A retrospective study published by JAMA and conducted by researchers at Brigham and Women’s Hospital found that transferring fresh embryos grown from freshly retrieved donor eggs resulted in a higher live birth rate compared to frozen (cryopreserved and thawed) embryos from freshly retrieved donor eggs.
“For women using autologous eggs, the live birth rate is equivalent, if not better, following frozen embryo transfers compared to fresh embryo transfers,” said senior author Janis H. Fox, MD, attending reproductive endocrinologist in the Brigham’s Center for Infertility and Reproductive Surgery. “However, we noticed that when using fresh donor eggs, frozen embryo transfers seemed to be associated with lower live birth rates compared to fresh embryo transfers. Our study confirms this suspicion and provides important insight for assisted reproduction physicians and the women they treat.”
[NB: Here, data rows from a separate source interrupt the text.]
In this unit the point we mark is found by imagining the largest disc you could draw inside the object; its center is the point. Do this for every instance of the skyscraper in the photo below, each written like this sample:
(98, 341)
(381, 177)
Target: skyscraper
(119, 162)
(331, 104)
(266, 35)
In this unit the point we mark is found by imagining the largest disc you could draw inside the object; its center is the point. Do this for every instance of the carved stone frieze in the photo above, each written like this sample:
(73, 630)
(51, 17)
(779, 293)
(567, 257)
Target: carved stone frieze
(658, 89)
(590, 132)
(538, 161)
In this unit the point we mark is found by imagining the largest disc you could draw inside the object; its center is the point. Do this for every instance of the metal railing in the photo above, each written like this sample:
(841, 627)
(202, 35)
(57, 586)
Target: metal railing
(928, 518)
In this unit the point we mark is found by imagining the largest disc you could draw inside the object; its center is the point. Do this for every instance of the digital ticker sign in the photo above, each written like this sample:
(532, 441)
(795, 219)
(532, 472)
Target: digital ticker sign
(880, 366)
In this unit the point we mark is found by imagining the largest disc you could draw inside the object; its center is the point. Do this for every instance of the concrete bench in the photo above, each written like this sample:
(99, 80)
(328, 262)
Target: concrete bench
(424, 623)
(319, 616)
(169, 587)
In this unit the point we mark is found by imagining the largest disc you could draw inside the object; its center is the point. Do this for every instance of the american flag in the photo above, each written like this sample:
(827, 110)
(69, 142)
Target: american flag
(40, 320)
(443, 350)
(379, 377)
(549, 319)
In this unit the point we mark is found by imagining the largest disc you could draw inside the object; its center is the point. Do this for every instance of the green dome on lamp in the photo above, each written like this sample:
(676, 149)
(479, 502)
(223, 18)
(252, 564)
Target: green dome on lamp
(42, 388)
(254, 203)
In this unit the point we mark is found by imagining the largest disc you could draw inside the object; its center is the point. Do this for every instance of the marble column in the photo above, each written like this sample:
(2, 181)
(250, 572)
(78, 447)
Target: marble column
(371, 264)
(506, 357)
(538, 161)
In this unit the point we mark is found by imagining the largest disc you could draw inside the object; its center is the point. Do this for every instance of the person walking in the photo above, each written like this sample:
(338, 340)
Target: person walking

The difference — a 56.6 percent live birth rate for fresh embryos versus 44 percent for frozen embryos — is clinically and statistically significant, according to Dr. Fox and first author Iris Insogna, MD, MBE, a fellow in reproductive endocrinology and infertility.
In addition to the primary outcome of live birth rate, the study’s secondary outcomes were clinical pregnancy rate and miscarriage rate. Clinical pregnancy rates were 66.7 percent following fresh embryo transfer versus 54.2 percent following frozen embryo transfer. Miscarriage rates were essentially the same between both groups: 9.3 percent with fresh embryos versus 9.4 percent with frozen.
Analyzing Embryo Transfer Cycles Among 33,000+ Women
To conduct the study, Drs. Fox and Insogna, along with Brigham colleagues, analyzed data from the Society for Assisted Reproductive Technology (SART). These data capture information from 370 in vitro fertilization (IVF) clinics across the United States and represents over 95 percent of all IVF cycles in the country.
The study focused on SART data from 51,942 embryo transfer cycles among 33,863 women undergoing assisted reproduction using fresh donor eggs. Although much of the SART data is available to the public at www.sart.org, researchers must apply to SART to gain access to the granular data needed to conduct studies such as this one. Dr. Fox called the extensive SART data set “an incredibly valuable resource to answer questions such as ours.”
A Rise in Frozen Embryo Transfers
Among women using freshly retrieved donor eggs, frozen embryo transfers have become increasingly popular. Dr. Insogna noted that this trend is due in part to the fact that fresh embryo transfers in women using fresh donor eggs are logistically complicated, requiring perfect synchronization between preparation of the recipient’s uterus and the egg donor’s follicular stimulation.
In addition, the increased use of frozen embryos is possibly related to the growing utilization of preimplantation genetic testing to ensure the embryo has the correct number of chromosomes (a process that necessitates freezing the embryos while awaiting the results).
“We have a fantastic cryopreservation program here at the Brigham. For women using fresh donor eggs, both fresh and frozen embryos are associated with excellent live birth rates,” Dr. Insogna said. “Our study helps provide evidence-based guidance for women contemplating their assisted reproduction options and gives physicians a valuable counseling tool to help their fresh donor egg recipients make the most informed decisions.”
Dr. Insogna added that while the practice of genetically testing embryos has gained in popularity, a recent randomized controlled trial found that for women under the age of 35, transferring genetically tested embryos showed no benefit. This JAMA study of embryos generated from fresh donor eggs found that live birth rates were higher following the transfer of untested fresh embryos, even when compared with the transfer of tested frozen embryos that were known to contain the normal number of chromosomes.
In addition, some patients might find the complexities involved in synchronizing the recipient’s uterine lining with the egg donor’s stimulation in order to enable a fresh embryo transfer to be burdensome. However, this study suggests patients should be counseled that by electively freezing all of their embryos, they may compromise their chances of a live birth. Given the expense of fresh donor egg cycles (as much as $40,000), this study provides useful data to help inform these nuanced clinical decisions.